Nos casos previstos no art. 128 de nossa legislação penal, caberia a justiça e tão somente a justiça agilizar os pedidos que são provenientes de risco de vida e estupro.  Muitas mulheres são obrigadas a recorrem à essas clinicas clandestinas e, usarem métodos diversos tão somente por causa da demora judicial nas suas decisões. Assim como se busca mudanças na legislação no que se refere a agilidade dos julgamentos dos crimes de homicidio, também deveria haver uma agilidade nos processos de mulheres que ainda buscam aprovação da  justiça para que possam praticar o aborto nos casos de gravidez pós estupro, ou risco de vida.

E não é só a mudança na legislação que deve ser objetivada, mas deve haver um preparo médico e hospitalar caso o aborto seja permitido no país, bem como, uma acompanhamento psicológico dessa mulher, caso contrário, teremos a indústria da legalidade abortiva que  ao final, tão somente  beneficiará planos de saúde e algumas poucas beneficiárias. É bem provavel até que planos de saúde não cubram tal procedimento num futuro próximo, voltando assim a estaca zero no que se refere a assistencia médico/hospitalar.

Com essa postura do Tribunal de Mato Grosso do Sul abre-se um precedente para que outros tribunais tomem a mesma decisão. Mas uma nova discussão se visualiza no que se refere ao constrangimento que essas decisões também podem ocasionar.  O juiz Aluízio Pereira dos Santos afirma que a decisão foi proposital, para fazê-las refletir sobre a maternidade. “Se elas forem trabalhar em creches e escolas, vão ver que muitas mulheres podem criar um filho com um pouco de esforço”, diz.
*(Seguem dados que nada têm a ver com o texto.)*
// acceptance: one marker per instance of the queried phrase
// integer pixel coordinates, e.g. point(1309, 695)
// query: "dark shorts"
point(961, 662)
Decisão essa questionada: “Mandar mulheres que abortaram recentemente trabalhar com crianças é uma tortura moral e afetiva”, diz a antropóloga Debora Diniz, diretora do Instituto de Bioética, Direitos Humanos e Gênero, em Brasília, defensora da descriminalização do aborto.

Bem, pelo visto a discusão é muito mais séria do que "tão somente  ser direito da mulher" em decidir o melhor momento de interromper uma gravidez não desejada, pois nessa decisão envolve também  dignidade humana e nisso está implicito vida, saúde, familia; direito a médicos e assistência psicólogica. Não é só discriminalizar é mudar toda uma postura na saúde pública, saúde privada e judicial.

Fonte: Revista Época / Codigo Penal

Maio é o mês da mães, das noivas e 28 de Maio é o Dia Internacional de Ação pela Saúde das Mulheres. Campanha pelo Exercício dos Direitos Sexuais e dos Direitos Reprodutivos. Chamado à Ação de 2008

2 comentários:

Anônimo disse...

Dois casos:

1 - Quando voltei em Nanuque, em 1997, um amigo estava sendo processado pela namorada. Ela queria metade de tudo que ele tinha conquistado no período, e ele, iria perder, quando eu perguntei:

- Quem foi que terminou o namoro, voê ou ela?
- Foi eu!
- Porque?
- Porque ela ficou grávida, fez um aborto sem me avisar.
- E porque você não denuncia ela?

Ele levou o caso ao advogado, ela retirou a queixa contra ele.

2 - Certo dia, entrei no escritório e encontrei uma amiga chorando.
- O que foi?
- È que vivo atormentada com uma besteira que fiz quando tinha vinte anos.
- E o que foi?
- Fiz um aborto, porque o pai disse que não ia assumir. E até hoje, eu sinto vontade de bater em mim mesma, e choro amargurada por minha loucura e covardia.

Nestes dois casos, não passou por minha cabeça nenhum sentimento de compaixão por elas.

CDAD disse...

Esse assunto é motivo de brigas e discussões, apesar de ser advogada, e saber que o aborto é permitido em certos casos, ainda acho que a mulher (se não quer a gravidez) precisa tentar evitá-la de algum modo. Por outro lado, e justamente porque só as mulheres engravidam, o peso dessa responsabilidade caí somente sobre ela, e, nem sempre ela está preparada para isso... O tema é delicado.